WENATCHEE — With great prodding, Bob Celebrezze, new principal at Wenatchee High School, finally admitted that he might do some skiing or fishing at some point. That would go along with being a great dad, he said. Being a great dad is one of two endeavors that truly motivate him.
The other is fulfilling the challenge that brought him and his family to Wenatchee this year from Moscow, Idaho. He and his wife of 28 years, Vicky, have three children, two in college. Joe, the youngest, is a Pioneer Middle School eighth-grader.
Being principal is a job Celebrezze figures to be all-encompassing. He doesn’t expect to have much extra time for hobbies or interests beyond fathering and teaching.
“I’m here to be a principal and dive into the role, to be a member of this community,” he said. His background indicates he’s up to the task. Hanging on the wall in his WHS office next to degrees and administrative certificates from Kent State University, University of Washington and Seattle Pacific University, is the Idaho Secondary Principal of the Year certificate awarded him in 2008. It’s something of which he’s proud.
Celebrezze, 51, was principal at Moscow High School for 13 years, roughly half of his teaching career. Over that time, he developed relationships with nearly every student, their parents and often their grandparents. Moving from a 750-student school where he worked for such a long time to 2,150-student Wenatchee High in a community he previously knew nothing about is a daunting challenge, he admitted.
“But I don’t see any change in how I’ll fill that role. This is a big show, but kids are kids,” he said.
Walking through Wenatchee High’s wide, very crowded hallways during lunch period can be intimidating for a newcomer, like wading across a raging river at spring runoff. It’s only been two weeks since the new school session began, but Celebrezze clearly had made new friends. He shakes hands and high-fives with students, flashes his quick smile and chats with teachers as he strides confidently toward the lunch room.
“I want everyone to be successful. But right now, it’s important to listen and learn. I’m taking it all in as I come up to speed,” he said.
Celebrezze grew up in Cleveland, Ohio, the 10th of 13 children in a very political, liberal Italian family. He was destined to be a teacher, it seemed. His parents were teachers. His grandmother was a teacher. His uncle, Tony Celebrezze, was Cleveland’s mayor, a federal appellate judge and director of health, education and welfare under John F. Kennedy and Lyndon Johnson who guided New Frontier and Great Society bills through congress in the 1960s. His family, he said, was very political.
Celebrezze said the rich family environment made him who he is.
“It allows me to have a large family of friends. It made me a people person. I know how make things happen and how to lead.

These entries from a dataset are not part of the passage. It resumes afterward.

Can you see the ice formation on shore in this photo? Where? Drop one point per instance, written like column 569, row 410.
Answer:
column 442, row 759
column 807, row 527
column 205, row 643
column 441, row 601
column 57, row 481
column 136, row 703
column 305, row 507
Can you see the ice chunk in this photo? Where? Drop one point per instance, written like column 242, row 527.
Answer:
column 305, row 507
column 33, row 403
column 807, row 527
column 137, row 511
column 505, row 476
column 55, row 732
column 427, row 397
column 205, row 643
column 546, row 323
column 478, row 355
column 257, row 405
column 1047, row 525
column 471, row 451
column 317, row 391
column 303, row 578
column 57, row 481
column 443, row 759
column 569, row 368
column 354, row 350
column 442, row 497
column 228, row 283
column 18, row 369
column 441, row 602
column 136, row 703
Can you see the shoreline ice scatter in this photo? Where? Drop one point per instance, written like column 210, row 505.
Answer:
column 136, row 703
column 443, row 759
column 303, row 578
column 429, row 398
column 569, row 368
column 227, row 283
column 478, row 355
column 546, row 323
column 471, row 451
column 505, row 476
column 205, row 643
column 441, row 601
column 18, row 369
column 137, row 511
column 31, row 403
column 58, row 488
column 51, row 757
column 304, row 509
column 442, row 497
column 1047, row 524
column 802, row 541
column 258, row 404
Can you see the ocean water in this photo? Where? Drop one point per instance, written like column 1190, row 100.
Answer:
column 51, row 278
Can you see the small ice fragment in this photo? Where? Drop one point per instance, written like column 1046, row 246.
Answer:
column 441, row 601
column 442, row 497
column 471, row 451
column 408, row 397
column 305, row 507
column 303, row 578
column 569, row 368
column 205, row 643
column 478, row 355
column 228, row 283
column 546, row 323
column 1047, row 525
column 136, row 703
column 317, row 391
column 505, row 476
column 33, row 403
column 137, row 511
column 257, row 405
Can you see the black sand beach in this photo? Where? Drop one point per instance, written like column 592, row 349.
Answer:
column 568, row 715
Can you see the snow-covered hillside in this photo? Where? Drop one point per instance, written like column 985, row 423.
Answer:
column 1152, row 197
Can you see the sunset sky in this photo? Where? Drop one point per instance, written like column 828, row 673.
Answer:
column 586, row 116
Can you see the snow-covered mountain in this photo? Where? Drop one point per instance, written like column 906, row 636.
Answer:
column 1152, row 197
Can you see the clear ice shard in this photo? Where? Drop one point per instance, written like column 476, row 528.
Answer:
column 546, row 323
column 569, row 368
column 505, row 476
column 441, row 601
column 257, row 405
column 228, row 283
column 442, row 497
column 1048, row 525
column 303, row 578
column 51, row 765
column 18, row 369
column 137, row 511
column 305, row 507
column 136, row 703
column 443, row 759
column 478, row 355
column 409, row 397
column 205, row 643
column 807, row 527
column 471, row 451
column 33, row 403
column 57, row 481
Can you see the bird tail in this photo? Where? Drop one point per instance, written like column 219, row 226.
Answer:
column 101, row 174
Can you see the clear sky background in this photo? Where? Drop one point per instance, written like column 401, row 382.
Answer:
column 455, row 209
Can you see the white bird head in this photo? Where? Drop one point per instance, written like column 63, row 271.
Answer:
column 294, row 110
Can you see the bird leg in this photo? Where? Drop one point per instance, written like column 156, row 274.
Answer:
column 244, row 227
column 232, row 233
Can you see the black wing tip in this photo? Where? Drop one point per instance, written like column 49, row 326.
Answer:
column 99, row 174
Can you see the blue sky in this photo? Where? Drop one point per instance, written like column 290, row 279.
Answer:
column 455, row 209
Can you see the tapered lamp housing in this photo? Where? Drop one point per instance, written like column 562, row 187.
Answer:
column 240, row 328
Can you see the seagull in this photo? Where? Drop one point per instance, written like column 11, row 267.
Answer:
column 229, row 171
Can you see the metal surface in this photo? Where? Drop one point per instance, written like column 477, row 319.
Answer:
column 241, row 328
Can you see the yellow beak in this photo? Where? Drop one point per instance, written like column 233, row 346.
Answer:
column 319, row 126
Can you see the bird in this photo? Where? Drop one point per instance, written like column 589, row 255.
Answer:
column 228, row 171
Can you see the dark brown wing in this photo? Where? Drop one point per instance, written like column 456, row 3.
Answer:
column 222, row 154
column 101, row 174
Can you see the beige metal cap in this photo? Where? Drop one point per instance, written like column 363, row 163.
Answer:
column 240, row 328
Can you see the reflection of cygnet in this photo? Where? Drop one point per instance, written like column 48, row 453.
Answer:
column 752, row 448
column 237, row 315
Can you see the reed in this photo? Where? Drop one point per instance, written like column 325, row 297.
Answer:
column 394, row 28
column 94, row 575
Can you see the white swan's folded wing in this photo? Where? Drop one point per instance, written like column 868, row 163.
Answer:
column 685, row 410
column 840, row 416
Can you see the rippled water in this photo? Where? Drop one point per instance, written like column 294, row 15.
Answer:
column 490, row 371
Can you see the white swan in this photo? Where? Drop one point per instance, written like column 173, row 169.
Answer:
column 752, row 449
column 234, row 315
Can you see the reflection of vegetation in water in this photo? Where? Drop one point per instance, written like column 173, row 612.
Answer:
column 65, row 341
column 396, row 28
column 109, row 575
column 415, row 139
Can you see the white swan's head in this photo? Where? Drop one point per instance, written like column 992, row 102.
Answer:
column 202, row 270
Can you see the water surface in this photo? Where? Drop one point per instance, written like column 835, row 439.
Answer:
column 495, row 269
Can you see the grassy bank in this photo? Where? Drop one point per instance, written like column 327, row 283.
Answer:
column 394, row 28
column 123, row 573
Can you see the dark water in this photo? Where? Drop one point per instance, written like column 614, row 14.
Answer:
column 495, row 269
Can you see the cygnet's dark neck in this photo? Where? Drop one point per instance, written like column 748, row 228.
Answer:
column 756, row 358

I know how to work within a system and make change,” he said. “It helps me work with students. I was raised with the belief that I’m a social servant. A principal is not a politician. He’s a leader. I’m a teacher.”
Celebrezze said he knows he was hired in a national search to be more than just a friend to students and teachers. His job is to lead them through fast changing times in education. He said he accepted the job at Wenatchee because the district is working toward those changes with a vision.
“Wenatchee Learns is 100 percent visionary,” he said about the Wenatchee School District program to involve the community in personalizing student education. With online classes and Internet students want and have greater opportunities to learn subjects more deeply, he said. “Each student has their own need.”
High school is a place where students are prepared for society, he said. It’s a place where kids are prepared for college or the workforce, prodded to accept responsibilities, taught to be useful members of a community. There are different ways to accomplish that than teaching students to memorize state capitals and recite Shakespeare, he said.
The change is already happening, he said. No one knows exactly what education will look like even a few years down the road. Wenatchee, he said, is well ahead of the curve in individualizing education.
“It’s one of the things that drew me here,” he said.